What the Claude Code Source Leak Reveals About AI Coding Tool Architecture

TL;DR

Anthropic accidentally shipped a .map file with the Claude Code npm package, exposing the complete readable source code of their CLI tool. The leak reveals anti-distillation mechanisms with fake tool injection, a frustration-detection regex engine, an “undercover mode” that hides AI authorship in open-source commits, and an unreleased autonomous agent mode called KAIROS. Here’s what API developers should know about how AI coding tools work under the hood.

Introduction

On March 31, 2026, security researcher Chaofan Shou discovered that Anthropic shipped a source map file (.map) alongside the Claude Code npm package. Source maps are debug files that map minified production code back to human-readable source. They’re supposed to be stripped before publishing.

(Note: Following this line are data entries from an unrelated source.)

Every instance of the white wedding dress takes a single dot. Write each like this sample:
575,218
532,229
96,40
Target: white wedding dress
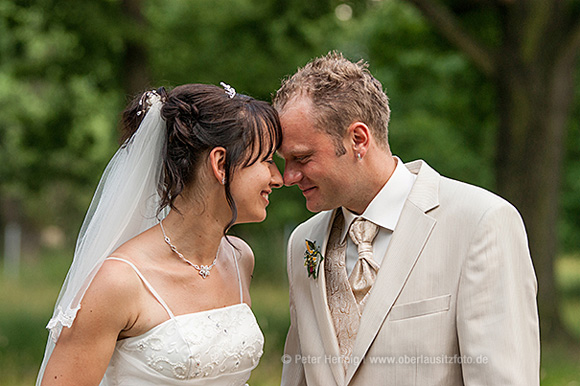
214,348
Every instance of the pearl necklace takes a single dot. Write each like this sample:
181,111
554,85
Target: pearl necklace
203,270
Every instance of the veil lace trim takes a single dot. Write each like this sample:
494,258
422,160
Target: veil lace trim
124,205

They weren’t. The complete Claude Code source code, with comments, internal codenames, and architectural details, was readable by anyone who downloaded the package.

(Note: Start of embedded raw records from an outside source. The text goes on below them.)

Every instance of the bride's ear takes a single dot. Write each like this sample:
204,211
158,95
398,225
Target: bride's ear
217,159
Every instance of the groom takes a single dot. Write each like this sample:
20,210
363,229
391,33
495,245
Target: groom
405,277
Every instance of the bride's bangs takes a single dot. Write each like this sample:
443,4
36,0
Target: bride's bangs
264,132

The discovery hit #1 on Hacker News (1,888 points, 926 comments) and spread across Reddit, Twitter, and developer forums within hours. Anthropic removed the package, but the code had already been mirrored and analyzed extensively.

💡

Whether you use Claude Code, Cursor, GitHub Copilot, or Apidog’s API development platform, this leak provides rare technical insight into how AI coding tools work. Understanding these internals helps you make informed decisions about which tools to trust with your codebase. Try Apidog free for transparent, dependency-free API development.

button

This article analyzes the key technical findings and what they mean for developers who rely on AI coding tools.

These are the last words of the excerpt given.